Page 56 of Sin

I shrug. “Knowledge is power. The most interesting, and possibly game-changing, info I found in my research came when I accidentally ran across a reporter who has written several series of articles documenting the Reivers and their crime sprees. His name is Evan Kelly, and he ties your father to the Reivers’ criminal activities several times in his articles. He’s even written two articles about the Citadel. Maybe you should talk to him.”

The relaxed, post-blowjob Sin disappears, and I can see his instant wariness at the idea. I get it. He’s been on a one-man mission to seek justice for his mother since he was a child. Having help in this fight is going to take some getting used to. I may be able to coax him into accepting my support, but bringing some firebrand journalist he’s unfamiliar with into the mix might take him a while to get on board with.

“You don’t have to do anything right now. Just read his articles and see if you’d be comfortable talking to him.”

He thinks it over for a long moment. “I can do that,” he says, resting back against his bed frame.

Sin’s phone buzzes on the bureau. The name on the screen reads Mercer. Sin ignores it. “Aren’t you going to check his message?” I ask.

“It can wait,” he says, obviously trying to keep from triggering my insecurities over his and Mercer’s friendship. “He’s probably just texting to tell me he’s back in town.”

“You two have known each other for a long time,” I comment neutrally.

“Pretty much all our lives.”

“Does he know about what happened to your mother?”

He shakes his head. “You’re the only one besides Oliver and his ex-partner, Hirsh, that I ever told about what my father did to my mother.” He looks away from me. “They don’t know about thecorrections,though. I never told them about any of his punishments.”
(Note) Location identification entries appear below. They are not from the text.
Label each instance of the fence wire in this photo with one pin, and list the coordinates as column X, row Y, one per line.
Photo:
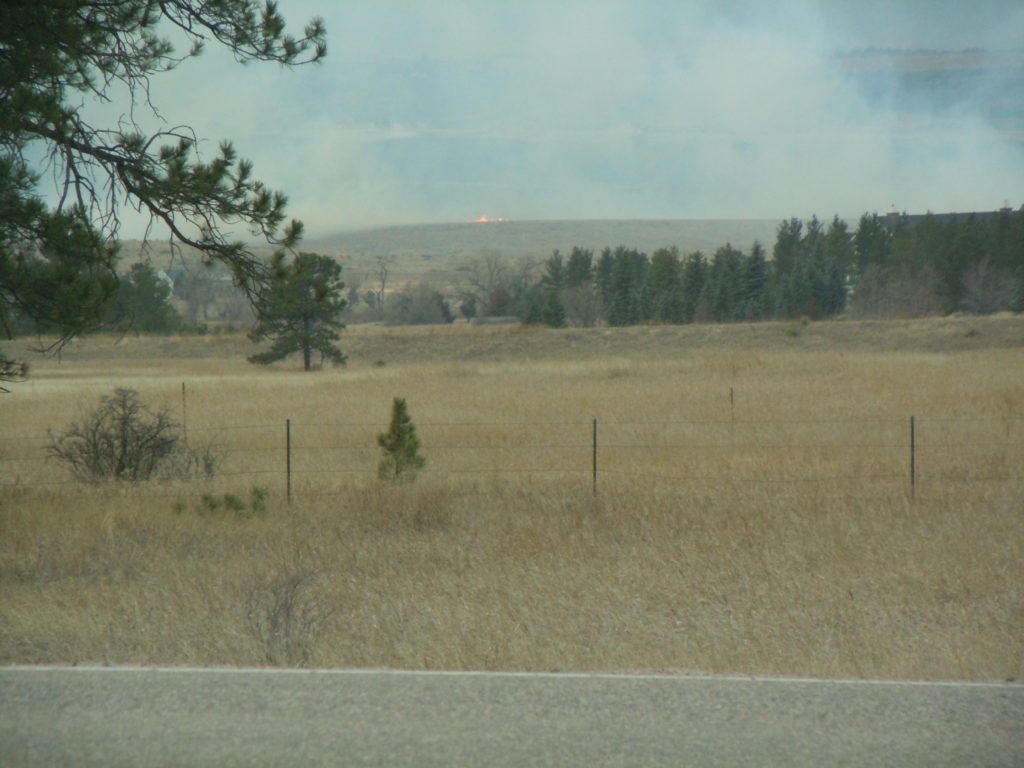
column 767, row 454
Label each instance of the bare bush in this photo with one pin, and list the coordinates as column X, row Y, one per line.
column 285, row 616
column 124, row 439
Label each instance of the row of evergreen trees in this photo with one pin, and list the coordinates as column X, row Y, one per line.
column 888, row 266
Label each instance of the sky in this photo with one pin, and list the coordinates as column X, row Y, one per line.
column 440, row 111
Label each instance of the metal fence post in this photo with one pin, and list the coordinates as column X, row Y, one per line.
column 913, row 458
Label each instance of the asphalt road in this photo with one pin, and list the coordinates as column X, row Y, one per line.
column 173, row 717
I abandon my research once again and crawl back into his arms. I’d never realized how isolated Sin has been in carrying this burden. “I’m glad you trusted me enough to share that with me.” He doesn’t respond, just clutches me tightly against him.
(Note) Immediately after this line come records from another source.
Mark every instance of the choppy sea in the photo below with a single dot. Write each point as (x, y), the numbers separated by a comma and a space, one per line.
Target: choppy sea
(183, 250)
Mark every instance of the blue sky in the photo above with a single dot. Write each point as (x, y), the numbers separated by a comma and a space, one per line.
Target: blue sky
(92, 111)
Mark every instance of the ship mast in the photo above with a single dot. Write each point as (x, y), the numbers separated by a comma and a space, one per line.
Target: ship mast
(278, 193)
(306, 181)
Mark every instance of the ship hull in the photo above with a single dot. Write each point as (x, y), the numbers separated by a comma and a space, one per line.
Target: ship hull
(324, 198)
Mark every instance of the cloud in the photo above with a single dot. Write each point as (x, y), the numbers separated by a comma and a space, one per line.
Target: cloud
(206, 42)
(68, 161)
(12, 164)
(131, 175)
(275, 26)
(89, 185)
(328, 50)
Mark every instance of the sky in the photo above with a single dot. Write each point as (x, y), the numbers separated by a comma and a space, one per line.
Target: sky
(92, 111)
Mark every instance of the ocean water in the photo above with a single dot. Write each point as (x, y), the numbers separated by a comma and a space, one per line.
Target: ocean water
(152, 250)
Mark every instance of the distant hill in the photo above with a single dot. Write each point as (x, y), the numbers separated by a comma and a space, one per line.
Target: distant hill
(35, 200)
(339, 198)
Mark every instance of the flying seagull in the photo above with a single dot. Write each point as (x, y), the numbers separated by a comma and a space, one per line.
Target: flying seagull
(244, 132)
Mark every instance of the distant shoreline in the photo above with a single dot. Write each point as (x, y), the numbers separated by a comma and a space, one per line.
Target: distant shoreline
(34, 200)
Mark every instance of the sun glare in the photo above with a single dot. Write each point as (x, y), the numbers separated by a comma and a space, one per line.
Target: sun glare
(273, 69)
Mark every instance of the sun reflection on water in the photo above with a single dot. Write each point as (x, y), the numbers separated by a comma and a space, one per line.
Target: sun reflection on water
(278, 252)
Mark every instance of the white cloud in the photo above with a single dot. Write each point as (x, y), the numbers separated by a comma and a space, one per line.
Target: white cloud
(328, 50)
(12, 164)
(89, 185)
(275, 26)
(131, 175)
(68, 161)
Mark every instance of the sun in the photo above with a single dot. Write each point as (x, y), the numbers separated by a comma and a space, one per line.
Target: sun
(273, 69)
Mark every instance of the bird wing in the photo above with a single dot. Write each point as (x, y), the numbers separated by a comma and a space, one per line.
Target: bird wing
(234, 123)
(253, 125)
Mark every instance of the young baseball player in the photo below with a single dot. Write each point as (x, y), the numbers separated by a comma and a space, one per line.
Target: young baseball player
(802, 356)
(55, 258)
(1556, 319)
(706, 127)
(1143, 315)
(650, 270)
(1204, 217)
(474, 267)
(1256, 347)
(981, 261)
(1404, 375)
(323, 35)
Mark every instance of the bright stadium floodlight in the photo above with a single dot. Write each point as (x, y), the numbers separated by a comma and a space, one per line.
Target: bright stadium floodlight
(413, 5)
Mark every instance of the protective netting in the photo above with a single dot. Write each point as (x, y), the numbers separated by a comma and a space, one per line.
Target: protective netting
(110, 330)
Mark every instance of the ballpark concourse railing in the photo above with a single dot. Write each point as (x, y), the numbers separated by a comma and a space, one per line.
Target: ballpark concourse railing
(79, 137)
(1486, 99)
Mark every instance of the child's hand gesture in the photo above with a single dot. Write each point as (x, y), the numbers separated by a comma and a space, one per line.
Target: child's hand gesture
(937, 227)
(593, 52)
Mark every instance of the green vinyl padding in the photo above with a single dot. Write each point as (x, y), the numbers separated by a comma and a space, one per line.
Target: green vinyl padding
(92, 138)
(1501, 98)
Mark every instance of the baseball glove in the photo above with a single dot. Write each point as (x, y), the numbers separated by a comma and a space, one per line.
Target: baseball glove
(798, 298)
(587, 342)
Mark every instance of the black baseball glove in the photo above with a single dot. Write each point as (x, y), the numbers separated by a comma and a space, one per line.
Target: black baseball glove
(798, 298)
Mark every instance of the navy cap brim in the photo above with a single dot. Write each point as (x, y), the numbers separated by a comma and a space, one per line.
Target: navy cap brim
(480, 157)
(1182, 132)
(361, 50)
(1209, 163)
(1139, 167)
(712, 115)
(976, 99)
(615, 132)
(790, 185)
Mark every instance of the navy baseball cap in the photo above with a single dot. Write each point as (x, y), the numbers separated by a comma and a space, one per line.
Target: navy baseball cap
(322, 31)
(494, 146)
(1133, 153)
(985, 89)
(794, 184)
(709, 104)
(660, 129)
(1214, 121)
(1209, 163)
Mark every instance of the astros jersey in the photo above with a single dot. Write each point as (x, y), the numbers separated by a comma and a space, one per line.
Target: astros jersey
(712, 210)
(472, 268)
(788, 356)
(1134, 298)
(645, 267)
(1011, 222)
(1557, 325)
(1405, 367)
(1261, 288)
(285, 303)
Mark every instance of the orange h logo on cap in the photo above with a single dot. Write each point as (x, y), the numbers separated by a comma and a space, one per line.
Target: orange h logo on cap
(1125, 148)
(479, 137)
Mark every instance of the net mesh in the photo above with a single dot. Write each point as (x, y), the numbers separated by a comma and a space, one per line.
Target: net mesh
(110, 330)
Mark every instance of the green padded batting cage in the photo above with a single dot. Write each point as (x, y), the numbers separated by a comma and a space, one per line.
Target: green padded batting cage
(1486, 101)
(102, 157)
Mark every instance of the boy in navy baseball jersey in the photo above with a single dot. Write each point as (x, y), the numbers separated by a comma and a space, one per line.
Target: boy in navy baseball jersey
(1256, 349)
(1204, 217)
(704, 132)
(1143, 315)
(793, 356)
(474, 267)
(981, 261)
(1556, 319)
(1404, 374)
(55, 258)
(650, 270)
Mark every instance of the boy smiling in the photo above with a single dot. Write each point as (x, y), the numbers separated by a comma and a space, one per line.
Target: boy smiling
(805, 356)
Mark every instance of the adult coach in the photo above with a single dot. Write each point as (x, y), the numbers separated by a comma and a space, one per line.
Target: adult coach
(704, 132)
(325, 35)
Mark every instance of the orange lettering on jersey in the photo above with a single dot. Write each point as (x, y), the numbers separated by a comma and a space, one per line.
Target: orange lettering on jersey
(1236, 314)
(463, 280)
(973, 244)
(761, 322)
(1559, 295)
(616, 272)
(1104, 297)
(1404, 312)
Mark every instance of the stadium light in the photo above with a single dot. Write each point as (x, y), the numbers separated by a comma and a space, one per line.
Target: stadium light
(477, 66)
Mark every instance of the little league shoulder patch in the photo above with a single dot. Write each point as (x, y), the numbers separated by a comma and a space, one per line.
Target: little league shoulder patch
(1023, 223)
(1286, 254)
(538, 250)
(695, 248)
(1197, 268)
“You never told Mercer about your father?”

“I never had to,” he tells me. “One of the things that kept us bonded is our shared daddy issues.”

“Was he as bad as your father?”

Sin flashes me a bitter grin. “His father may not have murdered his mother, but Aiden Saint was never the definition of a good father.” Sin shakes his head. “Before he died, the bastard managed to screw up Mercer up almost as badly as my father did me.”

“It’s good you had each other.”

He shrugs. “We’ve always understood what the other was going through, and understood that we didn’t have to spend all our time talking out our trauma.”

“You never talked about it with him?”

“I was too busy plotting my father’s downfall, and Mercer paints his angst out.” He smiles again, but this time, fondness replaces the bitterness. Mercer always seemed to sense whenI was at my breaking point, though. He’d show up when my father was at his most sadistic, or he’d make his dad arrange for me to come to his house for the weekend. Gideon has always had a hard-on for the elite and wealthy, and you don’t get more pedigreed than the Saints, so he always let me go.”

His gaze is far off as if lost to his memories. “I don’t know if I would have survived without those mental breaks from Gideon.”

In that instant, I realize how I can really help Sin through his quest for justice. Of course, I’ll continue to research and aid in any way I can, but my focus needs to be on helping Sin realize he doesn’t have to deal with his father by himself anymore. Besides me and the private investigator he hired, Mercer Saint should be right by Sin’s side in this battle.

It means pushing my jealousy of Mercer aside. Mercer is important to Sin, and I think he needs him to be a part of his support system in getting through the grueling process of bringing Gideon to trial.

As long as Mercer accepts that I’m the one in Sin’s bed now and I’m not going anywhere, then it’s time to move on.

This morning, I saw how dangerous a man Gideon Brandt truly is. I want all the people I can surround Sin with to help protect him from his father.

“I think you need to share your plans with him,” I tell Sin abruptly, “and I think you should do it right now.”

Chapter 34

Sin

When Cassidy first tells me about his research, I’m touched by his fervor to help me, but when he mentions the reporter and follows up by telling me I should share my story with Mercer, I almost feel like it’s an attack.

I told Cassidy my story. Wasn’t that enough for him?I’d been the one who’d plotted my father’s downfall all these years. Put the basics of the case against him together, and hired Oliver to provide the investigative chops I couldn’t. Now Cassidy is trying to take over everything with research and reporters and deciding who I should share what Gideon did to my mother with. What he did to me.

My first reaction is to lash out at him in a way I know will make him back off. After all, it’s a dance I know the steps to by heart. He gets too close, and I hurt him to keep him away. A glib, careless remark about the blow job he gave me this morning, or a crude allusion to Mercer’s and my past together ought to do the trick. It’s worked so many times before.